I spent an afternoon with a group of young Christian women recently. While I enjoyed interacting with them, I also liked sitting back and listening to their conversation. I was sad to see how much they talked about TV shows. Discussion of the characters, situations and conflicts seemed unending. What really grieved me was how much they did not share about themselves or show interest in one another. It occurred to me that talking about the TV shows was a just another form of gossip and though not harmful to the ones they spoke about, quite detrimental to themselves, for it created a false sense of intimacy. They seemed to be sharing thoughts and feelings, but none were about their real lives and circumstances. Nothing true or vulnerable was revealed. No real connection happened. BUT I think they had fun. They laughed and were excited or outraged on behalf of their beloved characters. Nevertheless, what they discussed did not lead to an increased sense of safety and freedom in their fellowship. It did not help them grow in the kind of self awareness necessary for intimacy.

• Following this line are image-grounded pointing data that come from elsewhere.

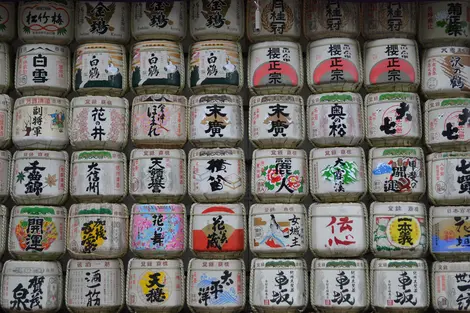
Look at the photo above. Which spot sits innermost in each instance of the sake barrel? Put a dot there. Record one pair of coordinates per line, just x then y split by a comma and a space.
388, 279
215, 120
444, 23
334, 64
389, 20
218, 230
276, 121
335, 119
273, 20
338, 174
8, 28
157, 175
275, 67
40, 122
267, 295
158, 230
216, 175
227, 277
448, 283
445, 72
155, 285
346, 282
393, 119
391, 65
5, 63
279, 176
34, 286
449, 178
159, 20
39, 177
42, 69
159, 121
398, 230
100, 69
397, 174
448, 232
97, 230
327, 19
338, 230
98, 176
99, 284
215, 66
157, 66
6, 114
99, 122
278, 230
446, 124
103, 21
37, 232
48, 21
223, 20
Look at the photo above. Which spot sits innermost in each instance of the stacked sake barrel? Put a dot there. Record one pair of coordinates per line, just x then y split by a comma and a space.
445, 85
338, 181
216, 166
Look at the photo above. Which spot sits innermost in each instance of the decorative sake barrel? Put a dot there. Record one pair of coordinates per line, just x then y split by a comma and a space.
335, 119
159, 20
334, 64
37, 232
449, 239
388, 278
338, 230
275, 67
100, 69
41, 122
276, 121
224, 20
446, 124
43, 69
155, 286
158, 230
98, 176
389, 19
99, 122
449, 178
157, 66
279, 176
268, 295
95, 286
97, 230
216, 175
103, 21
157, 175
445, 72
215, 121
327, 19
40, 177
215, 66
159, 121
398, 230
349, 283
393, 119
273, 20
227, 277
397, 174
218, 230
50, 21
338, 174
278, 230
31, 286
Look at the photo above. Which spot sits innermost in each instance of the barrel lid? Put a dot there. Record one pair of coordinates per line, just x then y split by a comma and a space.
337, 209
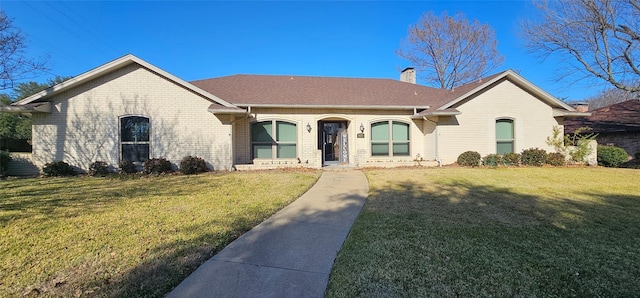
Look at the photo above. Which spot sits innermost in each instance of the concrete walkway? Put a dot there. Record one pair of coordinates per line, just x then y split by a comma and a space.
291, 253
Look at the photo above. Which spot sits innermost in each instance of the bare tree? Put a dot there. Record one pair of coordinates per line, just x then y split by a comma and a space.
601, 38
14, 66
610, 96
450, 51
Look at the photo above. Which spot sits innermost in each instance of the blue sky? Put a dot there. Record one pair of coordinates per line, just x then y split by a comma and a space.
205, 39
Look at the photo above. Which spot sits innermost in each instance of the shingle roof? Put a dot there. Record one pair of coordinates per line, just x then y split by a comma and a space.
620, 117
278, 90
246, 90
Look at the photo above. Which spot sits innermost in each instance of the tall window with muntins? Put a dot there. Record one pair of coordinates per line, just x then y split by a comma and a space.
274, 138
504, 136
390, 138
134, 138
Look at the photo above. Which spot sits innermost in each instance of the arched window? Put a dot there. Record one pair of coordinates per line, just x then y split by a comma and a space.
134, 138
274, 138
390, 138
504, 136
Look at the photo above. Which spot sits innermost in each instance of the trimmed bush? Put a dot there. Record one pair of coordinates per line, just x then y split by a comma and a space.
127, 167
193, 165
511, 159
469, 159
5, 158
492, 160
157, 166
611, 156
58, 169
555, 159
533, 157
98, 168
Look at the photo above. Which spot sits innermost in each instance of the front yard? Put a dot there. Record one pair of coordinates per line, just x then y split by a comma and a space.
506, 232
128, 236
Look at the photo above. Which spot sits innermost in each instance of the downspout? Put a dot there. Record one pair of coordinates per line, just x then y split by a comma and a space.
232, 137
436, 142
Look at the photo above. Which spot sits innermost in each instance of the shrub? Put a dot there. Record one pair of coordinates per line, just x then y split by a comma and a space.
511, 159
555, 159
193, 165
611, 156
157, 166
127, 167
492, 160
99, 168
58, 169
469, 159
533, 157
5, 158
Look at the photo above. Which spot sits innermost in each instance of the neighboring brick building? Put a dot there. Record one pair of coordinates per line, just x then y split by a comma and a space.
617, 125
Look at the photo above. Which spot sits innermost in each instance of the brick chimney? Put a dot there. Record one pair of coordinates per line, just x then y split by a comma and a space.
408, 75
581, 106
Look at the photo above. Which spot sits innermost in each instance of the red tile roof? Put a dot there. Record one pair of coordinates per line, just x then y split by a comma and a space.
620, 117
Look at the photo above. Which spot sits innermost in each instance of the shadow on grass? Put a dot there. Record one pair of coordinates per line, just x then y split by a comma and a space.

And it did not lead to knowing one another in deeper richer ways.
With so many TV shows these days, it is very easy to spend ones life caught up in story lines and people that have nothing to do with real life. At moments this can feel so engaging. But inside all one is cultivating is emptiness and true life can’t flourish in an empty soul. When the emptiness is felt and there are no habits of real connecting, the temptation to return to gossip, whether real people gossip or TV gossip, will be strong. Gossip might feel like connection in the moment, but gossip will never create true and lasting bonds of friendship. And, like another form of false intimacy – pornography – one can develop a compulsion for, and attachment to the quick fix of gossip every time the hunger for real connection is felt.
Those who consider themselves religious and yet do not keep a tight rein on their tongues deceive themselves, and their religion is worthless.
James 1:26
This means gossip is a huge act of self sabotage in the area of relationships. We all long to be known and accepted with all the good and ugly out in the open. The whole nature of gossip makes that so unlikely to ever happen. If anything, when people gossip they exemplify just how unsafe relationships can be. So guard your heart and guard your tongue, for true life depends on it.
Lord, who may dwell in your sacred tent?
Who may live on your holy mountain? … the one who speaks the truth from their heart;
whose tongue utters no slander ..
Psalm 15:1, 2b- 3a
Other scriptures to consider: Proverbs 17:4. 17:19, 18:8, 18:21, 24:17, 25:23, 26:20-22.